Para tentar desestimular a indexação, extingue o overnight (aplicações de curtíssimo prazo que tinham como objetivo preservar os investimentos da corrosão da inflação).
Menos de um mês depois, empresários e trabalhadores já demonstram insatisfação. Sem apoio político, governo não consegue levar adiante plano e inflação chega ao fim do ano em 472%, com a economia em rota de recessão.

PLANO REAL
Lançado em 28 de fevereiro de 1994
Presidente Itamar Franco (PMDB)
Feito em etapas, o plano começou com o lançamento da URV (Unidade Real de Valor), uma transição até a completa adoção de uma nova moeda, o real, que começaria a circular em 1º de julho.

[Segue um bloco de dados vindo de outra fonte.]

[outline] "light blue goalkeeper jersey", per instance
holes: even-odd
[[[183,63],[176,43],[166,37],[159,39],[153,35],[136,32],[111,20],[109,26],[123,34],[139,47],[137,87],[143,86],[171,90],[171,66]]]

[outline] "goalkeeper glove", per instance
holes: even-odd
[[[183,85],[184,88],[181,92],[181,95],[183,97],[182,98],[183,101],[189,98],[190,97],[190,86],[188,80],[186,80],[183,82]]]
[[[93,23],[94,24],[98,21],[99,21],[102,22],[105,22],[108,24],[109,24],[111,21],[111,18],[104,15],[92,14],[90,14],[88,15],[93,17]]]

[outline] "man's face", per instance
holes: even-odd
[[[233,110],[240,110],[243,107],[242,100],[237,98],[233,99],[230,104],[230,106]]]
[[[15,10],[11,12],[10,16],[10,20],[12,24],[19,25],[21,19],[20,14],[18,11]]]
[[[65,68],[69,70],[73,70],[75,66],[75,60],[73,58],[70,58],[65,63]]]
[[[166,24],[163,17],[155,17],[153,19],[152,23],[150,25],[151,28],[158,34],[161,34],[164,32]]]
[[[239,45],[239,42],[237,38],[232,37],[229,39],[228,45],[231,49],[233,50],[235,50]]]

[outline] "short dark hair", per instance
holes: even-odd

Um ano antes, o governo já havia feito uma troca de moeda, cortando três zeros do cruzeiro e criando o cruzeiro real.
O real entra em vigor em 1º de julho de 1994 valendo 2.750 cruzeiros reais.
O diagnóstico do plano é o mesmo que embasou o Plano Cruzado, de que a raiz da inflação brasileira era inercial. Isto é, os reajustes tentavam recompor as perdas da inflação passada, criando uma espiral de aumentos.
Na primeira etapa, todos os preços da economia passaram a ser fixados em URVs, que era corrigida diariamente. Depois, migraram para o real.
O alinhamento dos preços evitou o movimento de recomposição de perdas e derrubou a inflação já no primeiro mês. O consumo foi contido com políticas de restrição ao crédito e, com a economia já mais aberta, importados supriram parte do mercado.
Sem congelamento ou choque, o plano foi considerado exitoso à época e levou à eleição, no primeiro turno, do então ministro da Fazenda, Fernando Henrique Cardoso (PSDB).